I can’t remember the first time I came down here. Or which train I took. I don’t remember scanning my Clipper card, walking down the escalator, or choosing the correct side of the track to stand on. I certainly don’t remember doing any of this with any forethought of the process — or, without knowing what a Clipper is.
Maybe it’s because there are more than a handful of these underground stations; all of them alike. Things happen down here. But it all seems designed to inspire obedience. The smell, the still air, the fast walking, the monotone female voice foreboding the arrival of one and/or two car trains; all similarly indistinctive.
The truth was, I’d been having a rough go of it. A foggy patch, though I hadn’t yet coined that term for it.
Not to be a downer, but I don’t believe in fate. Not with a capital “f” or any incarnation of something deemed “a fateful event.” Life is full of meaningless coincidences. But instead of experiencing them passively, we assign them meaning out of … I don’t know … boredom.

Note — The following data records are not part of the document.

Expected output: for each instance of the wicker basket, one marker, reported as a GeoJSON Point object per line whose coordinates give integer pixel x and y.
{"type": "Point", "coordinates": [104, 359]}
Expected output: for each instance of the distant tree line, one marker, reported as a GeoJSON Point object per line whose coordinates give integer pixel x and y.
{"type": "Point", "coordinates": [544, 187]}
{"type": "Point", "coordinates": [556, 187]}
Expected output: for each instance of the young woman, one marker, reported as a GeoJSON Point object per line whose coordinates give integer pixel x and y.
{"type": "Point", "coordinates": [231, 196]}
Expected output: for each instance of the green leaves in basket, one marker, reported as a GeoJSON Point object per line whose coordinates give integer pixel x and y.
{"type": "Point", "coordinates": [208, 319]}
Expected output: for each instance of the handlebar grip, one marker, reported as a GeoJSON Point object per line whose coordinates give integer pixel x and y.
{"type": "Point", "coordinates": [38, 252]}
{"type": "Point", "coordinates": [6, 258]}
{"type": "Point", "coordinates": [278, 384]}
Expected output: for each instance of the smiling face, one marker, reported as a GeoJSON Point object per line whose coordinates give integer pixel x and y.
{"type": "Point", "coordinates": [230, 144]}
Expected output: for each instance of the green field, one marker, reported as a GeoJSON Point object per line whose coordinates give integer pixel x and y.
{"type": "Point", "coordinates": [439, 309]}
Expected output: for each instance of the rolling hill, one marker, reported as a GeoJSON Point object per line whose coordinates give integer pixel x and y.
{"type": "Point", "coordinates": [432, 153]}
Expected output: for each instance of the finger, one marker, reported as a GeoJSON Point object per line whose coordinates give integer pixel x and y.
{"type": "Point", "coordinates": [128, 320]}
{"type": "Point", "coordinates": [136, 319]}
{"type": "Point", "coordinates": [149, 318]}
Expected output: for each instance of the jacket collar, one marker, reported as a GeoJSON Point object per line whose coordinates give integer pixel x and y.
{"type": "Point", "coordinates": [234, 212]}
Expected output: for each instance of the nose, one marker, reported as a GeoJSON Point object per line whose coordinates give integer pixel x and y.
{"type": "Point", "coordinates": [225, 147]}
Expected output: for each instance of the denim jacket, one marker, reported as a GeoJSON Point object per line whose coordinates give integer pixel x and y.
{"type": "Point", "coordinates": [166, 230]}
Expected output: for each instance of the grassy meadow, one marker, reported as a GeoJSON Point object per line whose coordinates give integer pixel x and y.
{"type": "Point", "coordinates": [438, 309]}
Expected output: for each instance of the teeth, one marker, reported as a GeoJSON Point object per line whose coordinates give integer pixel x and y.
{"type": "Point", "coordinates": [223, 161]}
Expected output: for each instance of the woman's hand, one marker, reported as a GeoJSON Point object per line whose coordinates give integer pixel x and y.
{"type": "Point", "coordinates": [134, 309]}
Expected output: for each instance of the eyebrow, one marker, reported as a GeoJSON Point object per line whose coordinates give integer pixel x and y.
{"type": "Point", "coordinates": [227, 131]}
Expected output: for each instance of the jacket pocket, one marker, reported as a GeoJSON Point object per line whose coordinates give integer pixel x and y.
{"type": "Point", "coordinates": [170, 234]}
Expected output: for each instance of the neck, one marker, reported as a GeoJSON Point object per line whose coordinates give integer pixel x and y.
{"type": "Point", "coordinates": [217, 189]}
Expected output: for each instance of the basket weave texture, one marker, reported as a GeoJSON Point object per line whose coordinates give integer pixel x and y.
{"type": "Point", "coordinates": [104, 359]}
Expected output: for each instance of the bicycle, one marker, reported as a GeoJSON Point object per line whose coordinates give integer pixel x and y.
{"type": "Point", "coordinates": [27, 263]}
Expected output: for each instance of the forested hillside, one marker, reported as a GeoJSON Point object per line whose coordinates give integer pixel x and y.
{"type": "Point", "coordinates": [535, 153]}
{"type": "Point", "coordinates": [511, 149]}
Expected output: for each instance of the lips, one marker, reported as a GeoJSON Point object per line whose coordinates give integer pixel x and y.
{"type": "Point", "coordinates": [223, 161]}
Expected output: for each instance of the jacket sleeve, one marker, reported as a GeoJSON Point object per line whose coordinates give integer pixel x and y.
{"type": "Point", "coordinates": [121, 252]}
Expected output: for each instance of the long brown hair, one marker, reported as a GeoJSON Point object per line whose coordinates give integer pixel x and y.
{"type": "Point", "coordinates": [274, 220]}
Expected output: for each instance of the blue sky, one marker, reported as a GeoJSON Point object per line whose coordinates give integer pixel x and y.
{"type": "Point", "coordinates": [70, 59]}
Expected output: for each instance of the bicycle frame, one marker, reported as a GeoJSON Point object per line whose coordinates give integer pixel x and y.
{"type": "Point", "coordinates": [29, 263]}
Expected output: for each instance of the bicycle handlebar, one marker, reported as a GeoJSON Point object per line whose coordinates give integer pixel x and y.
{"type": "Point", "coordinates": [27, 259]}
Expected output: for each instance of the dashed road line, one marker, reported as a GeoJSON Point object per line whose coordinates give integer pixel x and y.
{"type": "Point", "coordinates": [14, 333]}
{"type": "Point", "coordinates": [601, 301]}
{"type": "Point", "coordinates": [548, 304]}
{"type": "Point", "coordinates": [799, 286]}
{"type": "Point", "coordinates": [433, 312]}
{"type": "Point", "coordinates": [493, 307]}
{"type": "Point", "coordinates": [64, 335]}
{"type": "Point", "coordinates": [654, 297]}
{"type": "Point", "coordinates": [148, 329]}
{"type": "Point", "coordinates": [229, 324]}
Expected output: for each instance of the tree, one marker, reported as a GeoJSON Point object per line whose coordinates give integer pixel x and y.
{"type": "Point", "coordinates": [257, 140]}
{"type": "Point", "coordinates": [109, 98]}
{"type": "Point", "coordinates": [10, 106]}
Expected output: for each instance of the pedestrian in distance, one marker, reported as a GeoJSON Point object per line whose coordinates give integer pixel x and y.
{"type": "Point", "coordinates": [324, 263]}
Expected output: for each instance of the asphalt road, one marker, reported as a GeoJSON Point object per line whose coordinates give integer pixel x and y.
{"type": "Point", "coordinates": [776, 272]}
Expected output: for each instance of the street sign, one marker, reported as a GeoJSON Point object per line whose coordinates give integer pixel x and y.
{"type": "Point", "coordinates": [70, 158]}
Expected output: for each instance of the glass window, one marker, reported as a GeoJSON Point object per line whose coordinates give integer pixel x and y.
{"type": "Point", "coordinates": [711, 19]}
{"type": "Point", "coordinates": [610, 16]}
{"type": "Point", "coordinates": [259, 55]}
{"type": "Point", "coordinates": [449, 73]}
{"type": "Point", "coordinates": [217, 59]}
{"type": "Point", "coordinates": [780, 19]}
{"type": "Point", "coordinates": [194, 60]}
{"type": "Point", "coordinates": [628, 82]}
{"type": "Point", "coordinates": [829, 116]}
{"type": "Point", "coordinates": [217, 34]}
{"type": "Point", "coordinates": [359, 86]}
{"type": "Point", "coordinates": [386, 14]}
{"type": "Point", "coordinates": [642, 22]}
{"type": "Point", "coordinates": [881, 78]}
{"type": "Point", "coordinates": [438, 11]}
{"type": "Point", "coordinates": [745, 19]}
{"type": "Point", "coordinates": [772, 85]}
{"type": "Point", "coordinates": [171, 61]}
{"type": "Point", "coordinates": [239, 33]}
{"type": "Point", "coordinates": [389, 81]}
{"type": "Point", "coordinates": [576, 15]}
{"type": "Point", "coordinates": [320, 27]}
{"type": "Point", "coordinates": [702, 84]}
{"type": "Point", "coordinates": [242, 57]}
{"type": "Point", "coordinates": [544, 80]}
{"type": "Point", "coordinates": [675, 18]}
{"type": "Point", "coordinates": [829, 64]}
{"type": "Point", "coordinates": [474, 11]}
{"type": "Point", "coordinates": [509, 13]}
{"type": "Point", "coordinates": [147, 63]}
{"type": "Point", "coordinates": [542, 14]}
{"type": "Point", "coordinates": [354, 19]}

There was a coincidental encounter I had on a train down here one time, though.
Robert Waters (no relation to John).
With all the trains running through all these indistinctive tunnels — and all the people being ushered along by the monotone female voice — I ran into Waters, a guy from my hometown — nearly 3,000 miles away.
Always the collector, he had come out to accumulate sounds. Like me, he was one who’d made himself up. Or, to be more accurate, was in the process of doing so. I’d been here longer. And so, my self was arguably more cemented; though this foggy patch threatened to unravel all that I’d become.
I was on the N-train heading east toward the city. Waters said he’d been renting a place at the Boyd Hotel on Jones Street. I remembered it for the woman out front, wearing a trash bag as a blouse, and speaking in the language and at the volume of the neighborhood who’d tried to grab my ass on the way in.
Waters laughed when I told him I didn’t have any leads on new sounds.
“Broken glass? Screams? Firecrackers?” he asked, as he pulled out a Klean Kanteen from his backpack, unscrewed the lid and passed it over to me.
I shook my head and, without making eye contact, took a sip of the brown liquor from the Kanteen.
“How are you liking California?” he asked.
“I’m in no mood to talk religion,” said I.
Waters looked around, smiled and pulled his tuft of blonde hair back, revealing his high hairline as he left his hand resting on the top of his head.
“Wanna come by and see what I’ve gathered?” he asked, catching his reflection in the empty blackness of the train’s window.
“Hell, yeah,” said I. Perhaps this was a chance to lift the fog for a bit.